Many of the exhibits and pictures are graphic -- “defoliant affected foetuses, pictures of hideous atrocities” -- but they tell an important story, says Rusty Compass. Formerly known as the Museum of Chinese and American War Crimes, the War Remnants Museum in Ho Chi Minh City is “unashamedly propagandist and unapologetic in its selectivity -- and it will prompt some reflection on the propagandist function of museums in Vietnam and everywhere.”

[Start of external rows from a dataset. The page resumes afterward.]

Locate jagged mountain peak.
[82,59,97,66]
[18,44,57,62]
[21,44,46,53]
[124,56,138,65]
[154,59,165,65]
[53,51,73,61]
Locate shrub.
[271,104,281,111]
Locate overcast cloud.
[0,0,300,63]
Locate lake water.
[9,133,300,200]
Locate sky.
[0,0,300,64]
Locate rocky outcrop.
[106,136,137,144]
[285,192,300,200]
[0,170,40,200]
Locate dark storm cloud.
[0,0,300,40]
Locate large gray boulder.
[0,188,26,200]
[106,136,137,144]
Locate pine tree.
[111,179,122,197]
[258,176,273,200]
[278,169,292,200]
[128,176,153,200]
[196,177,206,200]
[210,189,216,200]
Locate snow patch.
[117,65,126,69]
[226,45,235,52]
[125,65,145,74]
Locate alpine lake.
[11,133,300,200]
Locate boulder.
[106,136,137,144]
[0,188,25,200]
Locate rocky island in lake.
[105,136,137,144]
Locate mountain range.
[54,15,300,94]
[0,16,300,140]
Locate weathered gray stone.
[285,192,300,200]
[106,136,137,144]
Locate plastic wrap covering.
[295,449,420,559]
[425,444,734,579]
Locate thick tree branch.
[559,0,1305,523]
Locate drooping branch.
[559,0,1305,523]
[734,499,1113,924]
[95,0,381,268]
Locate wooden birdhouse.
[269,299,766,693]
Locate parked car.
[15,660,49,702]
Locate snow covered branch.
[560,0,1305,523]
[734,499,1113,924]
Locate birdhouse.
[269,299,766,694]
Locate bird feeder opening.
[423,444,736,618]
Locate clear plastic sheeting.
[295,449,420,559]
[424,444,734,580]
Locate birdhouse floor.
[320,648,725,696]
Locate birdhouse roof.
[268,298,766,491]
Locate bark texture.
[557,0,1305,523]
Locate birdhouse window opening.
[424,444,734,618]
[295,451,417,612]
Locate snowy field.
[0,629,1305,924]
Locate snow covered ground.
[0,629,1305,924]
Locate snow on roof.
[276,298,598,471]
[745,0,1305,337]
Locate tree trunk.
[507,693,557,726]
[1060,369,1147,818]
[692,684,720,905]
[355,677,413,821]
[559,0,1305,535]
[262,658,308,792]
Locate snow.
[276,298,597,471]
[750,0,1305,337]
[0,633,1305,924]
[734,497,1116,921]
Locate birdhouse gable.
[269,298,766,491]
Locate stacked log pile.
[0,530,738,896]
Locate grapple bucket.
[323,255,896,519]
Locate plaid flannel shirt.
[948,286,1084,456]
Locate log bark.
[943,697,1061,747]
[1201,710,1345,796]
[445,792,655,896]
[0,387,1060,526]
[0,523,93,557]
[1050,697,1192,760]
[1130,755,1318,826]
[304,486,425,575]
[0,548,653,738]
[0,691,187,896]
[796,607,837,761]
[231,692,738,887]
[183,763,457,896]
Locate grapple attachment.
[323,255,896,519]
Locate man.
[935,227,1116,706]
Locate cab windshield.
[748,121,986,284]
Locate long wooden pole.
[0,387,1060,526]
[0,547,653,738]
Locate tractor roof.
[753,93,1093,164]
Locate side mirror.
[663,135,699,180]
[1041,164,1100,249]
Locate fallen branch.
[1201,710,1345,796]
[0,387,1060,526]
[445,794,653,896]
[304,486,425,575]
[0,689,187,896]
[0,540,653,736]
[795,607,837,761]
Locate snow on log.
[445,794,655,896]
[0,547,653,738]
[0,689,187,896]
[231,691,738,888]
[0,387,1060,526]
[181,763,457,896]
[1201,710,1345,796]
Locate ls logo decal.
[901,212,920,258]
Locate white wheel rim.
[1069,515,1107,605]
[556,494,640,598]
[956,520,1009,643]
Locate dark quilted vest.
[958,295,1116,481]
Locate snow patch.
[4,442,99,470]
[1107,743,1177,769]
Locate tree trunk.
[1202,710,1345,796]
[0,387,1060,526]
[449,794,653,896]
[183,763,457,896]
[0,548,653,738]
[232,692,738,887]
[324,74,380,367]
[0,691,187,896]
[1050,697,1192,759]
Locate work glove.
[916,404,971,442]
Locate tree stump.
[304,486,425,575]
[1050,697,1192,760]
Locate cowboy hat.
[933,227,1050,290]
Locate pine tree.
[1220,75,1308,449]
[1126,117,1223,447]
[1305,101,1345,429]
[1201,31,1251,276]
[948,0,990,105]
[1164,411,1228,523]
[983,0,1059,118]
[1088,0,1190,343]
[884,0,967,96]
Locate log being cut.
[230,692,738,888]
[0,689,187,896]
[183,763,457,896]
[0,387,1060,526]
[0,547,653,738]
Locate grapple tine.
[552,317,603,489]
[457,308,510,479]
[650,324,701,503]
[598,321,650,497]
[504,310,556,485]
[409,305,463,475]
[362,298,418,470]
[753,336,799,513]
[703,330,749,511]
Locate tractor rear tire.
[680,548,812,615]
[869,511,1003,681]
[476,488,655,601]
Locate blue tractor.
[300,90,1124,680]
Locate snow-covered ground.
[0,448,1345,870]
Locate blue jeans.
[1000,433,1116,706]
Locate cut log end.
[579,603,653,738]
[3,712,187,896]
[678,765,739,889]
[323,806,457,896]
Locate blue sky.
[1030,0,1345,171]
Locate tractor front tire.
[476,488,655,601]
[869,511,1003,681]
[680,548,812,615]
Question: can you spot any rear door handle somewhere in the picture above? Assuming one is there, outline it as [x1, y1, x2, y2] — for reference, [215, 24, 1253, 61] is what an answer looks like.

The Vietnam War ended in 1975, and the museum -- which has a temporary and unpretentious feel -- was opened to the public as the ‘Exhibition House for US and Puppet Crimes’ in the same year, notes Atlas Obsura. (The name was shortened to Exhibition House for Crimes of War and Aggression in 1990, then changed again to War Remnants Museum in 1995, “amid improving relations with the US and increasing numbers of American visitors who sometimes complained about the choice of language,” explains Business Insider). It now houses eight permanent thematic exhibitions and various other special collections and shows from the beginning of the war, causes, origins and processes of aggressive wars, and the museum’s courtyard displays captured or abandoned American military aircraft, helicopters, tanks, and artillery. It’s all capped by “a powerful collection of photos taken by 134 war reporters from 11 nationalities, all killed during the Vietnam War,” explains Atlas Obsura.

Although its name has been toned down, the museum that draws 500,000 visitors annually “has been criticised for lacking balance by linking American soldiers to aggressive and criminal actions while neglecting atrocities committed on the North Vietnamese side,” says Business Insider. “Museum curators make concerted efforts to educate foreigners, especially Americans, about the war, but based on a certain government-sanctioned Vietnamese interpretation of events. Nevertheless, some foreign visitors appreciate the museum for offering a different point of view on the conflict — one that they can’t really find anywhere else.”